Ed Ruscha : Projets d'art conceptuel en cours
Tous ces différents exemples d'art conceptuel l'ont montré : Comme cette forme particulière d'art est concentrée sur l'idée qui la sous-tend, il n'y a presque pas de frontières de réalisation. L'artiste américain Ed Ruscha est aujourd'hui l'un des plus artistes célèbres du pop art mais il est également très connu pour son travail conceptuel. Depuis les années 1960, Ed Ruscha a travaillé dans différents médias comme la peinture, la gravure, le dessin, la photographie et le cinéma. L'une des œuvres les plus intéressantes de l'artiste dans le domaine de l'art conceptuel est le livre Chaque bâtiment sur le Sunset Strip . Comme son nom l'indique déjà, c'est un livre qui montre chaque maison du célèbre Sunset Strip à Los Angeles. Non seulement la forme du livre – un livre plié en accordéon de 7,6 mètres de long – mais aussi la création des photographies du livre sont particulièrement intéressantes. Pour Chaque bâtiment sur le Sunset Strip, Ed Ruscha a photographié toute la longueur de Sunset Boulevard à Los Angeles avec une caméra dite motorisée. Avec une construction spéciale d'un appareil photo sur un trépied posé sur l'espace de chargement d'une camionnette, Ed Ruscha a documenté la langue vernaculaire de Los Angeles avec une photographie par seconde sur de grandes pellicules.

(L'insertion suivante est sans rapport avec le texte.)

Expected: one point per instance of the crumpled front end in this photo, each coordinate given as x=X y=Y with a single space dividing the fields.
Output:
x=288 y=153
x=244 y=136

Chaque bâtiment sur le Sunset Strip par Ed Ruscha , 1966, Collection privée
Ed Ruscha a commencé ce projet dans les années 1960 et travaille toujours sur sa documentation de Los Angeles aujourd'hui. Au cours des dernières décennies, l'artiste aurait pris près d'un million de photographies. Le fait qu'Ed Ruscha lui-même n'ait jamais développé toutes les photographies et n'en ait utilisé qu'un petit pourcentage pour des livres comme Chaque bâtiment sur le Sunset Strip montre combien le concept de ce travail et l'activité de documentation elle-même en termes d'importance se situent au-dessus de la production. L'art conceptuel, comme nous le voyons dans tous les exemples cités dans cet article, ne connaît ni limites morales spatiales ni temporelles ni souvent socialement valables. L'art conceptuel peut être ironique, sérieux ou même choquant. L'art conceptuel peut être n'importe quoi ou rien à la fin. L'idée derrière c'est la seule chose qui compte - c'est la machine qui fait l'art, comme l'expliquait déjà Sol Lewitt en 1967.